Saturday, December 03, 2005

Some Analysts Doubt Ford Cuts, Closures Will be Enough; Are Federal Bailout Calls Next?

Five Ford plants are expected to be closed, including the Atlanta facility that made the Taurus and that has in recent years been the company's highest rated for quality.

William Clay Ford, Jr., Ford's chief executive, is expected to announce the plan next month.

Ford has been a prominent media figure in recent weeks as a result of his starring in a series of television spots stressing the company's commitment to innovation. The photo accompanying this post is from the innovation spots.

But without major wage, healthcare benefit and pension concessions from the United Auto Workers and a resurgence in U.S. market share, the plant closures won't be enough to save America's most storied auto company, according to some analysts.

"Whether longer term that actually makes a difference, I have questions about that," Argus Research group analyst Kevin Tynan told Reuters. "If you line up Ford with Toyota , let's say, even if you put them at the same capacity in the U.S., it's still costing Ford more to build here because of the compensation package," Tynan said.

Ford, like GM, has seen its U.S. market share plummet in recent years as Japanese imports, especially Toyota, Honda and Nissan, have introduced numerous popular vehicles and grabbed sales from Detroit.

GM announced plans to close nine plants and eliminate 30,000 jobs earlier this year. Both of the U.S. companies have been steadily reducing their workforces and trimming production capacity as a result.

The trend has been accelerated in the past year by high gas prices that reduced sport-utility vehicle sales, a paucity of innovative products and inability to cut core costs like pensions and healthcare.

GM and Ford problems are also reflected in major U.S. suppliers, including Delphi, which is now working on a bankruptcy restructuring plan that includes eliminating thousands of jobs and cutting wages and benefits for those that remain on the payroll. Delphi was spun off from GM in 1999. Ford's Visteon has been going through similar struggles.
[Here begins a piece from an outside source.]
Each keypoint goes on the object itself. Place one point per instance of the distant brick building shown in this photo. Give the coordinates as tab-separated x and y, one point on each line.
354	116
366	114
Detroit's problems are generating new demands among politicians for a federal bailout of the auto companies that would likely be more costly than the Chrysler loan guarantees of 1979. Michigan Gov. Jennifer Granholm has all but called for a federal bailout, as well as trade policy reforms aimed at foreign competitors, in a news release on her re-election campaign web site:

"Granholm said she was not calling for a government-sponsored bailout of GM or Ford. But she said Michigan alone had lost 200,000 manufacturing jobs over the last five years and that a bipartisan consensus was urgently needed to get Bush to help shore up America's industrial backbone.
"'The president needs to understand how critical it is, not just for Michigan, but for all these manufacturing states,' she said."

Translation: This is the setup for bailout proposals that will be forthcoming early next year after Granholm and like-minded politicos announce something along the lines of "just like he didn't understand Katrina, Bush doesn't understand how serious this crisis is, so we must act."

The Chrysler bailout consisted of $250 million in federal loan guarantees, which were subsequently repaid ahead of schedule by the company. Proposals for a new bailout would almost certainly go far beyond loan guarantees and could include federal assumption of large portions of Ford and GM's pension and healthcare costs.

Meanwhile, November sales reports show continued slides at GM and Ford, while Toyota and other Japanese imports reported significant sales increases, according to The CarConnection's Joseph Szczesny:

"Car and pickup truck sales staged a very modest comeback in November while sales of sport-utility vehicles continued to tumble, cutting overall industry sales by 6 percent.
"The annualized rate of 16 million units, however, was better than the 15.4 million rate posted in October and offered automakers hope that sales would finish the year with a bang.
"Meanwhile, Toyota continued to gain market share on its American rivals by posting a 5-percent sales increase.
"GM's total sales dropped 11 percent, including a 3-percent drop in cars and weak sales of sport-utility vehicles, which dropped 16 percent. Ford, Lincoln and Mercury brands fell 18 percent and Chrysler fell 7 percent. The decline in Chrysler's sales ended an 18-month run of sales increases by the group."